When a graduate student at the Boston Architectural College, a bright young man with a promising future, went missing in 2012, Boston playwright Cassie M. Seinuk’s mind went to an unusual place: what if our collective consciousness could become an actual setting where people in trouble could meet and help each other find their way back?
What if two such people were, say, reimagined by a playwright as a closeted gay man facing a darkly abusive situation and a prisoner of war captured in the Middle East?
In Seinuk’s new play, From the Deep, premiering through March 28 at the Boston Center for the Arts, Seinuk fictionalizes aspects of two frightening true stories—the 2012 disappearance of the BAC student and the 2006–2011 abduction of an Israeli soldier. She places her two characters together in her parallel universe where people of disparate backgrounds and beliefs can reach out to one another and learn to face, and even hope to overcome, the worst of ordeals.
As Seinuk neatly summarizes the plot:
“After five years as an Israeli prisoner of war, Ilan believes his freedom is nearly in sight. In another part of the world, Andrew’s life hangs in the balance as he awaits his captors’ final move.
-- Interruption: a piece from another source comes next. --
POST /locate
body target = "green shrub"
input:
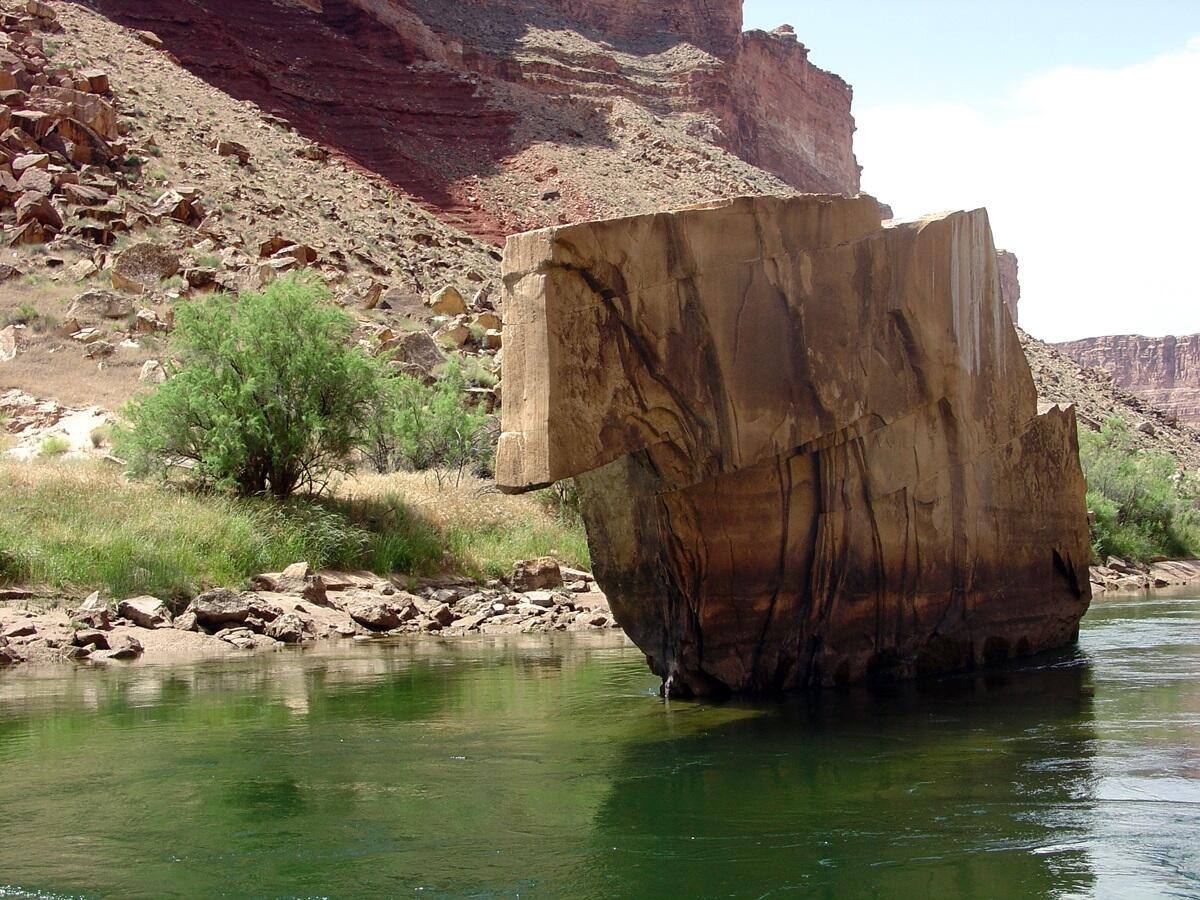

Their two fates intertwine when they meet in a new dimension that has no regard for space and time. As their lives tick away, they must figure out a way to keep each other alive before they both go missing forever.”
Seldom has this reviewer seen a play set in a parallel universe, created entirely from the playwright’s imagination, transcend the genre of science fiction or the theater of the absurd. But like the best of Harold Pinter, that Nobel Prize-winning playwright, Seinuk and her cast and crew of this production have created a riveting theatrical experience. The audience not only clutches their seats to find out the final outcome of the two trapped men but also hangs onto their every sentence of dialog to learn how they come together to cope and hopefully overcome their similar yet totally different dilemmas.
“From the Deep” is the second production from the Boston Public Works playwrights, whose mission is to “forego the traditional routes for play development and produce one play by each of us, putting the power of production in the hands of the playwright.”